Mariam Coulibaly est une bénéficiaire du projet de « Renforcement de l’accès équitable aux services intégrés socio-sanitaires au Mali (RAESS). Handicapée visuelle, mariée et enseignante, elle raconte son handicap, les difficultés qu’elle rencontre au quotidien et livre un message fort sur le respect des droits des personnes vivant avec handicap.
« Je me nomme Mme Coulibaly Mariam Tely. Je suis enseignante à l’Institut national des aveugles du Mali, présidente du comité des femmes aveugles du Mali. Je suis non voyante. Je suis marié et j’ai eu quatre garçons, dont deux sont décédés. Mon mari est malvoyant.
J’ai découvert ce handicap quand j’avais entre 6 et 7 ans. J’ai étudié de la première à la sixième année à l’Institut des jeunes aveugles du Mali. Grâce à Dieu, je n’ai rencontré aucune difficulté et j’ai pu apprendre le braille. J’ai passé mon certificat d’études primaires en utilisant l’écriture braille. Après avoir passé cet examen, nous avons intégré l’école normale avec les voyants.
Après mon bac, je suis partie à l’institut de formation des maitres de Sévaré, où j’ai passé deux ans. J’ai terminé ma formation en 2005, et la même année, en octobre 2005, j’ai été recrutée à l’Institut national des aveugles du Mali.
Souvent, je rencontre des difficultés dans la rue, parce que lorsque les gens aperçoivent une personne handicapée visuelle, ils associent automatiquement la personne à un mendiant. Il arrive parfois où les gens viennent me proposer des pièces de 10 francs CFA, et c’est à ce moment que je leur dis que je ne suis pas une mendiante et que je me rends juste sur mon lieu de travail.
Quelquefois, arrivée au goudron, j’ai d’énormes difficultés pour traverser la route. Au marché aussi, alors que j’ai ma canne à la main, certains me disent sans réfléchir : « Elle s’est cognée contre mes marchandises ».

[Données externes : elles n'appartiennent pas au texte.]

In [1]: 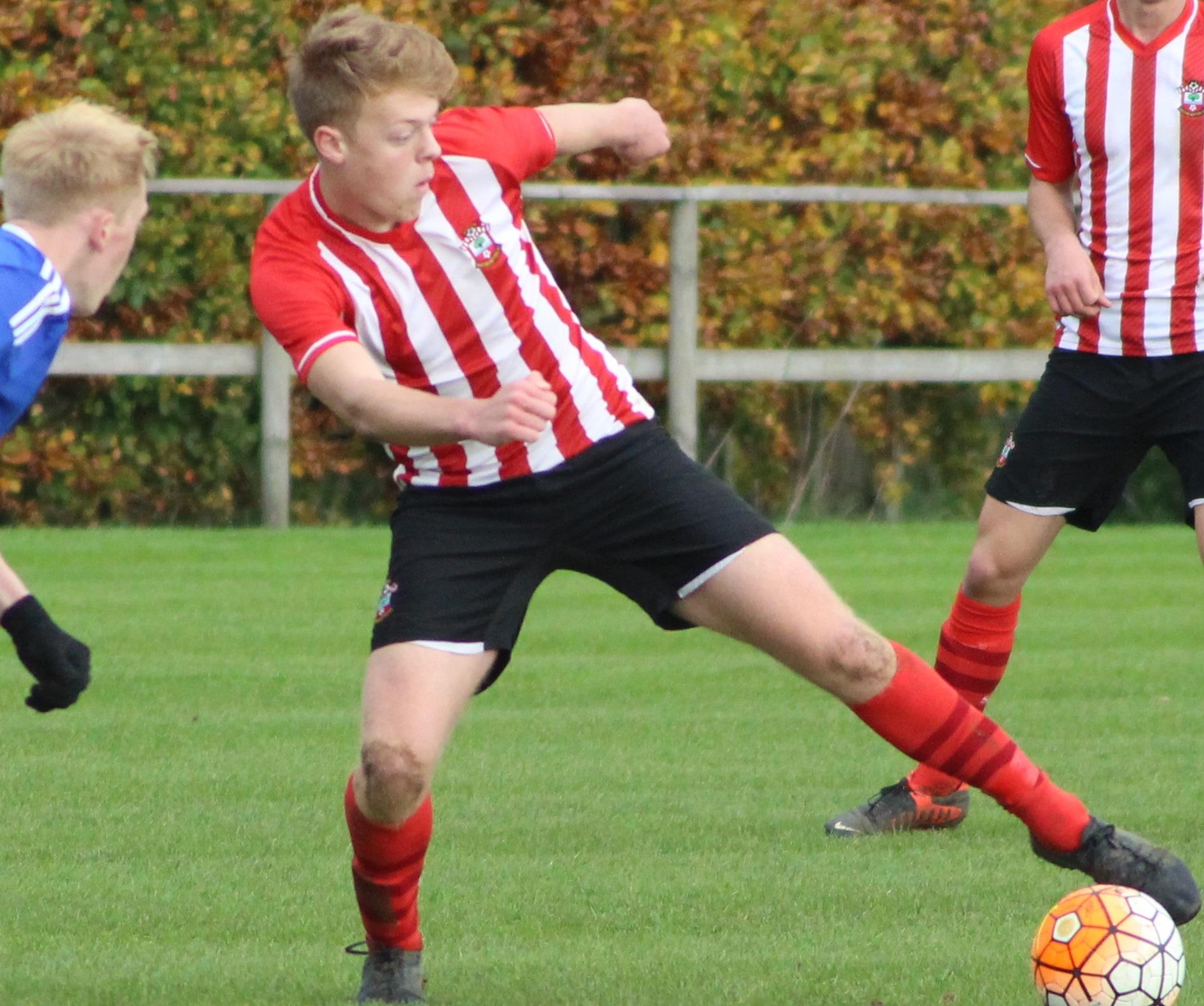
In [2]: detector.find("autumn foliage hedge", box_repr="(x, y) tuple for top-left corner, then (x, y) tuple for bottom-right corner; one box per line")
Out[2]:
(0, 0), (1175, 523)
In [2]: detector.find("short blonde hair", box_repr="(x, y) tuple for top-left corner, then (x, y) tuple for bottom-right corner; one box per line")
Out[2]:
(0, 101), (158, 227)
(289, 5), (459, 142)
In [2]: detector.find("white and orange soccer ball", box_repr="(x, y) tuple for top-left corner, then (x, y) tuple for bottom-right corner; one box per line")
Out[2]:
(1033, 884), (1187, 1006)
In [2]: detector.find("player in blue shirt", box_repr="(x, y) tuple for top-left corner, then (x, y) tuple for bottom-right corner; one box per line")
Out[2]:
(0, 101), (155, 712)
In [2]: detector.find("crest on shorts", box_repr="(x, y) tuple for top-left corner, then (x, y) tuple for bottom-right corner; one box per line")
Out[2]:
(377, 580), (398, 623)
(1179, 81), (1204, 116)
(460, 220), (502, 269)
(995, 434), (1016, 469)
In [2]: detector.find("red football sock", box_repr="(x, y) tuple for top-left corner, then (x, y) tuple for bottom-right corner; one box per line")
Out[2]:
(852, 643), (1090, 852)
(343, 782), (432, 951)
(906, 590), (1020, 797)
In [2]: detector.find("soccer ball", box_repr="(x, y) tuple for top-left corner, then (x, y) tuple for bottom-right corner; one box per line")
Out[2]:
(1033, 884), (1187, 1006)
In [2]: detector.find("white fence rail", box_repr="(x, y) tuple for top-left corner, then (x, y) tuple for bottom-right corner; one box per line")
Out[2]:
(23, 178), (1046, 527)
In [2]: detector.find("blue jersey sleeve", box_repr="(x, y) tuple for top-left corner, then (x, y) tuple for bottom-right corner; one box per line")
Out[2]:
(0, 265), (71, 436)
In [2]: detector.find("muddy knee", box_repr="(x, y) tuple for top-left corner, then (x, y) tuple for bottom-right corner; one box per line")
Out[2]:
(825, 622), (894, 701)
(360, 741), (431, 824)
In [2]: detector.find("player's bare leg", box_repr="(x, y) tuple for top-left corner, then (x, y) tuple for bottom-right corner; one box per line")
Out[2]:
(962, 496), (1065, 606)
(344, 642), (496, 1002)
(824, 496), (1065, 839)
(675, 535), (1200, 923)
(1192, 503), (1204, 562)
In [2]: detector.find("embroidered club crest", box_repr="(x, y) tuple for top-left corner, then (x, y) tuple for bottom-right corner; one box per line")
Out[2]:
(377, 580), (398, 623)
(1179, 81), (1204, 116)
(995, 434), (1016, 469)
(460, 220), (502, 269)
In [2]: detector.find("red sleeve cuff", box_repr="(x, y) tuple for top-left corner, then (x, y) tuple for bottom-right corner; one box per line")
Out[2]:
(296, 329), (359, 384)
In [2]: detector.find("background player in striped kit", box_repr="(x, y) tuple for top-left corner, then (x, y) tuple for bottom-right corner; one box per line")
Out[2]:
(0, 101), (156, 712)
(252, 7), (1199, 1002)
(825, 0), (1204, 837)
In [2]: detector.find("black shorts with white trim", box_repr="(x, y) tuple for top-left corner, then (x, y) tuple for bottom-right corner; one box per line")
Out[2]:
(986, 349), (1204, 531)
(372, 421), (774, 689)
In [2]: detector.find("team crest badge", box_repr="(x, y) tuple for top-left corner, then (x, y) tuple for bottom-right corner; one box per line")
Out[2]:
(460, 220), (502, 269)
(377, 580), (398, 622)
(995, 434), (1016, 469)
(1179, 81), (1204, 116)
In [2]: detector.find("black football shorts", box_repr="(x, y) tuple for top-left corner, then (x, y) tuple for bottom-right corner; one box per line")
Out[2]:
(372, 422), (774, 688)
(986, 349), (1204, 531)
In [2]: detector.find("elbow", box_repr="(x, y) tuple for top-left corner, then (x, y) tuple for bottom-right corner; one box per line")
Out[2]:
(337, 402), (389, 444)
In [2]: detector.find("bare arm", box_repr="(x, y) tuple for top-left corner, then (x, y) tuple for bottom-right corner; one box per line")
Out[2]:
(1028, 178), (1112, 318)
(0, 555), (29, 615)
(538, 97), (670, 165)
(308, 342), (557, 447)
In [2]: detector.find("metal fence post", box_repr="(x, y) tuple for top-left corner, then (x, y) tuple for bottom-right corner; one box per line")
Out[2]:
(259, 332), (293, 527)
(668, 198), (698, 458)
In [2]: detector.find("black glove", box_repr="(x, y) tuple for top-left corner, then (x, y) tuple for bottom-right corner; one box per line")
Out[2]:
(0, 594), (92, 712)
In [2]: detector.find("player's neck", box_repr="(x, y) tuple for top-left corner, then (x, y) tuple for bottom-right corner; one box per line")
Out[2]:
(1116, 0), (1191, 43)
(318, 163), (417, 234)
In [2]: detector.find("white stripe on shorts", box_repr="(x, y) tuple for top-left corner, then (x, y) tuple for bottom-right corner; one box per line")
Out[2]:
(410, 639), (485, 657)
(678, 546), (748, 597)
(1007, 500), (1074, 517)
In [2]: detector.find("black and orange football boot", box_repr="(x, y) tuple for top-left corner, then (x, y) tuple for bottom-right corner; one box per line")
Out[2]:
(824, 778), (971, 839)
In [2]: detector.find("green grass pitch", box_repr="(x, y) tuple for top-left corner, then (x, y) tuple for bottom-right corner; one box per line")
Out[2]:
(0, 523), (1204, 1006)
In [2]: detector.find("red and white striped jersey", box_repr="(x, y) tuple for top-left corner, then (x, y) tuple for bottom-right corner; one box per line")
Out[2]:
(251, 108), (653, 486)
(1026, 0), (1204, 356)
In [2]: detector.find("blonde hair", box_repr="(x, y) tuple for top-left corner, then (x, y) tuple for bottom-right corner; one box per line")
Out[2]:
(0, 101), (158, 227)
(289, 5), (459, 142)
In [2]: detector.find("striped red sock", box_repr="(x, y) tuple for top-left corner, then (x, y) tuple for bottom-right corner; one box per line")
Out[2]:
(906, 590), (1020, 797)
(343, 781), (432, 951)
(852, 643), (1090, 852)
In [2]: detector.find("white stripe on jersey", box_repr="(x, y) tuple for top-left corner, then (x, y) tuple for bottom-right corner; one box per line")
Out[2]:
(313, 241), (396, 379)
(443, 157), (654, 441)
(1058, 0), (1204, 356)
(8, 276), (71, 346)
(417, 190), (565, 484)
(1102, 40), (1133, 356)
(1145, 31), (1187, 347)
(314, 200), (501, 486)
(523, 220), (655, 419)
(1058, 28), (1095, 349)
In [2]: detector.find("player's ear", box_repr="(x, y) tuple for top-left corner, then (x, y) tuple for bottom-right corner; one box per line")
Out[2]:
(313, 125), (347, 164)
(83, 206), (113, 252)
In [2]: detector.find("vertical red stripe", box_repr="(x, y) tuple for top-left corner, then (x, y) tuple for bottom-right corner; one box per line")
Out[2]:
(326, 236), (468, 486)
(1079, 17), (1111, 353)
(439, 171), (591, 458)
(398, 230), (531, 479)
(1121, 54), (1158, 356)
(523, 240), (647, 426)
(503, 189), (646, 426)
(1170, 17), (1204, 353)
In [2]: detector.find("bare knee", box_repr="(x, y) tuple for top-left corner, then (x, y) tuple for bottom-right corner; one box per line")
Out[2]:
(963, 541), (1030, 604)
(816, 619), (896, 704)
(360, 741), (432, 824)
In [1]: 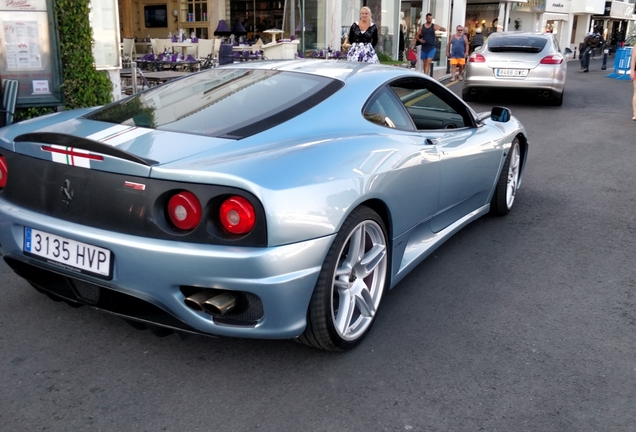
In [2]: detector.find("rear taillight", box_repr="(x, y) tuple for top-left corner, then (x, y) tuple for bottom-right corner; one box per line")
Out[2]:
(219, 195), (256, 235)
(540, 54), (563, 64)
(0, 156), (9, 188)
(168, 191), (201, 231)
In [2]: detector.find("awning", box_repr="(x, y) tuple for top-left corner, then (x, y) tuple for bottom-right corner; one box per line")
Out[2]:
(543, 12), (569, 21)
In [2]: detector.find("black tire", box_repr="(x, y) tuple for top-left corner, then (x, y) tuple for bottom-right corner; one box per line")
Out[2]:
(297, 206), (390, 351)
(549, 92), (565, 106)
(490, 138), (521, 216)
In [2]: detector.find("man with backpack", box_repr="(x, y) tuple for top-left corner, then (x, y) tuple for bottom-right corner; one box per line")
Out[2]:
(579, 26), (603, 72)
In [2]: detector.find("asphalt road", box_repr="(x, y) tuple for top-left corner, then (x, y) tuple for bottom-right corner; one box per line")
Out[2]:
(0, 61), (636, 432)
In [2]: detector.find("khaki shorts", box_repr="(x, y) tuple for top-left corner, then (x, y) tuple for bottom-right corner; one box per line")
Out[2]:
(450, 58), (466, 66)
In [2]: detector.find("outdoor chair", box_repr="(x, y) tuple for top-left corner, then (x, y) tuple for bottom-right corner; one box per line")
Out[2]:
(0, 79), (20, 126)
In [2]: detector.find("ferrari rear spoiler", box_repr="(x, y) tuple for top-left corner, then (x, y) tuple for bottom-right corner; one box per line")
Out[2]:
(14, 132), (159, 167)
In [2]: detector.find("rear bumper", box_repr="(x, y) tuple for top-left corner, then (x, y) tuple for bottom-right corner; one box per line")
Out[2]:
(463, 68), (565, 93)
(0, 199), (333, 338)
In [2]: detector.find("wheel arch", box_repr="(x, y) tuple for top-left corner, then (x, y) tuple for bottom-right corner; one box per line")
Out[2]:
(516, 132), (528, 184)
(356, 198), (393, 243)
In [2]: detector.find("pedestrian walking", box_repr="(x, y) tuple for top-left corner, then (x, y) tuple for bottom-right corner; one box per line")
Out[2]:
(470, 27), (484, 53)
(446, 26), (468, 81)
(629, 43), (636, 121)
(415, 13), (446, 75)
(347, 6), (380, 63)
(579, 26), (603, 72)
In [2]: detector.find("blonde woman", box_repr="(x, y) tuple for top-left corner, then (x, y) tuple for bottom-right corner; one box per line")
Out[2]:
(629, 49), (636, 121)
(347, 6), (380, 63)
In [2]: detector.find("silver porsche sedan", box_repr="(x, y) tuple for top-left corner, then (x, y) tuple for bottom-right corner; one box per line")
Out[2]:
(462, 32), (567, 106)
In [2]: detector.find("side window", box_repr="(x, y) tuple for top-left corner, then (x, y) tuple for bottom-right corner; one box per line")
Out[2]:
(390, 79), (472, 130)
(362, 87), (413, 130)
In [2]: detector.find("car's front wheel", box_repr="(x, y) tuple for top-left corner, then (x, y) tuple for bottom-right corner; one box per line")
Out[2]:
(490, 138), (521, 216)
(298, 206), (389, 351)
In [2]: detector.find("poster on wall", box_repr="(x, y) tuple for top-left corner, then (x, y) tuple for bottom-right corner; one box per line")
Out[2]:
(2, 21), (42, 71)
(88, 0), (121, 70)
(0, 0), (62, 108)
(512, 0), (546, 13)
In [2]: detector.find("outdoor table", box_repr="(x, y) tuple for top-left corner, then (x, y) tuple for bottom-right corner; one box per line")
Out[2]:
(170, 42), (198, 56)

Le projet a organisé une consultation dans la cour de l’Institut national des aveugles du Mali. (…) Ils ont fait deux consultations. L’une sur la planification familiale, et l’autre sur les consultations générales. Environ 20 filles ont également bénéficié de divers services dans le cadre de ce projet.
Je voudrais exhorter la Fédération et l’UNFPA, de ne pas cesser de faire ces consultations, parce que ça nous enseigne beaucoup de choses et ça aide aussi nos filles majeures à arrêter certaines pratiques et à savoir comment planifier leur vie en évitant les grossesses non désirées.
Le message que je lance à la communauté est qu’il ne faut pas humilier un handicapé. Il est important aussi de respecter nos droits, comme tous les autres. Lorsque nous sommes dans un rang, il ne faut pas nous mettre par derrière. Si on dit par exemple au docteur qu’il y a une personne en situation de handicap, il doit automatiquement la recevoir en consultation.
J’aimerai dire à mes collègues et aux personnes en situation d’handicap qu’on peut effectuer toutes les tâches que les autres effectuent. Nous devons montrer aux autres que nous pouvons tout faire. Même sur nos lieux de travail, nous devons montrer aux autres que nous pouvons accomplir toutes les tâches que les autres accomplissent.